A Dutch family that sold all its assets to buy bitcoin in 2017 has settled down in Portugal for tax reasons. Didi Taihuttu told CNBC they settled there after traveling for five years because Portugal has a 0% tax on bitcoin. Bitcoin was worth $900 when they went all-in on the crypto, and it’s now trading at $42,000.
Bitcoin Family say they lost $1 million on their investment this year but sold a lot at its peak. The “Bitcoin Family” is down more than $1 million on their bitcoin investment since the world’s most popular digital coin peaked at around $69,000 in Nov. 2021 — but the patriarch Didi Taihuttu is as bullish as ever.
Taihuttu is buying back the coin daily, as he thinks, it’s bottoming out. In 2017, Taihuttu, his wife, and three daughters liquidated all they owned, trading a 2,500-square-foot house and virtually all their earthly possessions for bitcoin and life on the road. This was back when the price of bitcoin was around $900. Bitcoin is currently trading at approximately $19,700.
In 2017, Didi Taihuttu, his wife, and their three children sold everything they owned and put all their money into Bitcoin. From a profitable computer training business that Mr. Taihuttu started aged 24, to their 2,500 square foot home, to their shoes and toys – everything was sold.
The Dutch family that went all-in on bitcoin has now decided to settle down in Portugal because of the country’s crypto-friendly tax regime, the family’s father said.
The Taihuttu family has previously said they liquidated all of their physical assets in 2017 in favor of investing in bitcoin and life on the road, and have hidden most of their holdings in secret stashes around the world.

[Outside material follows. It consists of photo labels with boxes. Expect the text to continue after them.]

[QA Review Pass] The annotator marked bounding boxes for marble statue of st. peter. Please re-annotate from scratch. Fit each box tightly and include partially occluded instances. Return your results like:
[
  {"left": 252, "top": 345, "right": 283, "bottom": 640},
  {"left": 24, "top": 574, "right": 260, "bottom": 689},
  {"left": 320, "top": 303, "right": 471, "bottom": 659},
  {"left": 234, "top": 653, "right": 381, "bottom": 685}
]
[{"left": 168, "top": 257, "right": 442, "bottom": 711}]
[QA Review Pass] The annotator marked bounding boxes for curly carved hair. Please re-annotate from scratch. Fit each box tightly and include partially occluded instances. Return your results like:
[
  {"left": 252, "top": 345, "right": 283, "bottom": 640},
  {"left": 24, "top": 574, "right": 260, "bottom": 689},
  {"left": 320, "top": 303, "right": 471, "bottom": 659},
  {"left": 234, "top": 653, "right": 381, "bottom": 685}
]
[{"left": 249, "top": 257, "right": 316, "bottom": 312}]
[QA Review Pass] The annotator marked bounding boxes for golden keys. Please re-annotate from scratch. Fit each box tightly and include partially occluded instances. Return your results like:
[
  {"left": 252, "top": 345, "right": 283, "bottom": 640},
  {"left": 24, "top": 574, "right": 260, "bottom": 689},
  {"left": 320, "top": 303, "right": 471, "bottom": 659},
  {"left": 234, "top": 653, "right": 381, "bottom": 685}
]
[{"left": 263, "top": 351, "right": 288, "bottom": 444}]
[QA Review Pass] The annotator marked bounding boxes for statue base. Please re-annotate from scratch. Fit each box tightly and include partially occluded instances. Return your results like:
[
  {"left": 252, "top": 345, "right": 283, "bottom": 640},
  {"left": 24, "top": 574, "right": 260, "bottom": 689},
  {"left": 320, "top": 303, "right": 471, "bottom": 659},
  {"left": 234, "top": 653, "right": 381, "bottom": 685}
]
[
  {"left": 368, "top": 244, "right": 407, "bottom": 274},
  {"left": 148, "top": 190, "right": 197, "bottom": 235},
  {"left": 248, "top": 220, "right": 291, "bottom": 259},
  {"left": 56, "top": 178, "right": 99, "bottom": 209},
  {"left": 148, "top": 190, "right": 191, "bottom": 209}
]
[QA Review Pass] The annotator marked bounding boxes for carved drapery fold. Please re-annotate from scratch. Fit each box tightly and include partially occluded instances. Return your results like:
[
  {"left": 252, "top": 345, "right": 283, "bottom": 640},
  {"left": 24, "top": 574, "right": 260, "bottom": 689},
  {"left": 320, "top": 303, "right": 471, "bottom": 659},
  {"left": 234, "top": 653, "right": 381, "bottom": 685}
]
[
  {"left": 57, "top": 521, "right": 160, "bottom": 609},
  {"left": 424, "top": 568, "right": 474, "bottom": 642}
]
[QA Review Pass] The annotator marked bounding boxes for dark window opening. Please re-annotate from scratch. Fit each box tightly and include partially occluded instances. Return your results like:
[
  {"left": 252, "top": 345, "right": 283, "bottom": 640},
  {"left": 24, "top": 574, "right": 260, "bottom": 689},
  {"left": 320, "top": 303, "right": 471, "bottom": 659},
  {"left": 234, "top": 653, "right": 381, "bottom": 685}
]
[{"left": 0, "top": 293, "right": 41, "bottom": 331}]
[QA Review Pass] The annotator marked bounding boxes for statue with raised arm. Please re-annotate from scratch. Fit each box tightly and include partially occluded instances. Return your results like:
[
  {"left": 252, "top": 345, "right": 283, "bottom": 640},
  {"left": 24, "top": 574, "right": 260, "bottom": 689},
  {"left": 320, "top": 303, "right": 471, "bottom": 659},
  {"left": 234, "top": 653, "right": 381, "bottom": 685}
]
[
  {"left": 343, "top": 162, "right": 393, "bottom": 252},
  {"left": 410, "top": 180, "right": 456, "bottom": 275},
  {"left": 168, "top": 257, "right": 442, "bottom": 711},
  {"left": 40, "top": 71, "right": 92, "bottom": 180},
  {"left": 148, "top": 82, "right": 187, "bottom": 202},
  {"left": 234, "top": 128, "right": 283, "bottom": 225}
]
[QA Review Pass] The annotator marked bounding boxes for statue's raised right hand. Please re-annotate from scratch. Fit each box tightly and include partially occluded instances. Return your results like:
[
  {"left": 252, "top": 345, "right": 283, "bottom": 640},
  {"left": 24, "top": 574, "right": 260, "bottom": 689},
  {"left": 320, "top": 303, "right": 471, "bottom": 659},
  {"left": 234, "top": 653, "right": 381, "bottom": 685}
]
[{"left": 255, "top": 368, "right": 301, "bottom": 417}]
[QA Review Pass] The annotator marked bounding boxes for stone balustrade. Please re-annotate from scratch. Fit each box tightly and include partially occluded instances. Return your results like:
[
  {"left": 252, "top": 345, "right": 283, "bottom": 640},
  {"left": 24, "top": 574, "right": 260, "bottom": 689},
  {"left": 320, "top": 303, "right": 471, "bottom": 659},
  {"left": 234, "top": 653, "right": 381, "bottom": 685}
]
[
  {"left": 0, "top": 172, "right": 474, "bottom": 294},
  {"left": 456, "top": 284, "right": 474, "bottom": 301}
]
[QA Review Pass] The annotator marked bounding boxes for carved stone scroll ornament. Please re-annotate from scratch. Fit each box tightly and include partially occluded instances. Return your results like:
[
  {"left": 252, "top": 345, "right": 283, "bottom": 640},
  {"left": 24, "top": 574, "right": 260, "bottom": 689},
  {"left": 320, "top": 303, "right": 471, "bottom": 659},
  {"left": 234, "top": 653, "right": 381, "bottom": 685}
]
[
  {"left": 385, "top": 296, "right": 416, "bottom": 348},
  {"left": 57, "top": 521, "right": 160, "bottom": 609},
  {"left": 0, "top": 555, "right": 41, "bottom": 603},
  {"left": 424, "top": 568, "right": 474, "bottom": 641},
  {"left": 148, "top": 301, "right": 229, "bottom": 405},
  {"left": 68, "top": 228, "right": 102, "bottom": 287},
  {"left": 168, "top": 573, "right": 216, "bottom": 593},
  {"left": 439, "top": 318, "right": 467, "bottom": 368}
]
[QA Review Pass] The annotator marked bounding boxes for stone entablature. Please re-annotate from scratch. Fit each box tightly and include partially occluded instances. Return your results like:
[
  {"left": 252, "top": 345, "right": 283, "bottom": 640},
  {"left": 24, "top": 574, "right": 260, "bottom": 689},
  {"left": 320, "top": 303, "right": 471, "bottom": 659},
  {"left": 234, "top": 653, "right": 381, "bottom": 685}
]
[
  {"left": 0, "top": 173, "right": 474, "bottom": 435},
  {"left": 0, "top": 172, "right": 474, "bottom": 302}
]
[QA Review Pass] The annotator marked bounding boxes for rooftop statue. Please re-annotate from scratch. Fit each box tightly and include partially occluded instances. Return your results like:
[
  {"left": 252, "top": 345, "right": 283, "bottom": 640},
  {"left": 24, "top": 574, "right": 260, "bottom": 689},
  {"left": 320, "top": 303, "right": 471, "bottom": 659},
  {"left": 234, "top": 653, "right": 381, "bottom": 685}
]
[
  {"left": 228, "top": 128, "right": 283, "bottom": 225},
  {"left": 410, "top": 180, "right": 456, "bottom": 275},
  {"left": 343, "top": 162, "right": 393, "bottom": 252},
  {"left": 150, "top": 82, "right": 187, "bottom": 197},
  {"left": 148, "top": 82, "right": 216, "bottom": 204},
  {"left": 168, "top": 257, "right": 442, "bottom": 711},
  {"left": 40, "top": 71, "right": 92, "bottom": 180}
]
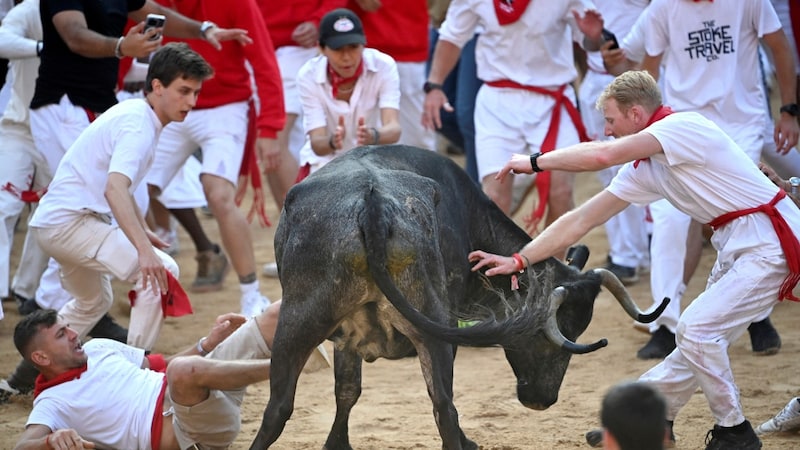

Father Didi Taihuttu told CNBC in an interview that he, his wife, and their three children made the choice to stop traveling after five years because of Portugal’s 0% tax on cryptocurrency, including on capital gains.
“That’s a very beautiful bitcoin heaven,” he told CBNC.
The Portuguese tax authority said in 2019 that buying and selling cryptocurrency is tax-free. There are a couple of exceptions: if you receive cryptocurrency in exchange for goods or services, or deal in crypto as a business.
The Southern European country is now a favorite among digital nomads, according to accounting, and several companies offer advice on resettling there to take advantage of its crypto tax stance. The number of foreign residents there has shot up 40% in the last 10 years, according to the country’s 2021 population census.
Taihuttu and his family won’t disclose the size of the family’s crypto holdings, But he has revealed that he stores the family’s crypto in secret wallets across four continents and six different countries.
Before he became popular, Didi had learned about Bitcoin as far back as 2013. He, along with two of his friends, started mining for bitcoin In Taihuttu’s words: “I am an entrepreneur, so when I first heard about bitcoin, I said: Let’s do this.” Unfortunately, that venture was unsuccessful, so he shut it down. According to him, he lost his faith in BTC during the crash in 2014.
But that was not the end of his relationship with Bitcoin, as he kept crossing paths with the cryptocurrency. When he saw that more people started to buy bitcoins, he deduced that what would follow would be a monetary revolution. And he was not wrong. This revelation was what promoted him to go all in. It is estimated that at that time, after selling all his assets, he managed to acquire about 100 bitcoins valued at roughly $350k.
The family had made a fortune from their investments and had decided to store this fortune in secret vaults. These vaults are located in different countries on four different continents. Taihuttu has two spots in Europe, another two in Asia, one in South America, and a sixth in Australia, according to this CNBC article.
“I have hidden the hardware wallets across several countries so that I never have to fly very far if I need to access my cold wallet to jump out of the market,” said Taihuttu of the bitcoin family. The family told CNBC that the crypto stashes are hidden in different ways and in a variety of locations, ranging from rental apartments and friends’ homes to self-storage sites. Taihuttu explained: “ I prefer to live in a decentralized world where I have the responsibility to protect my capital.”
For now, the family travels the world, living a minimalist lifestyle without a fixed abode or vehicles, telling others that their dreams as “a bitcoin family” have come true.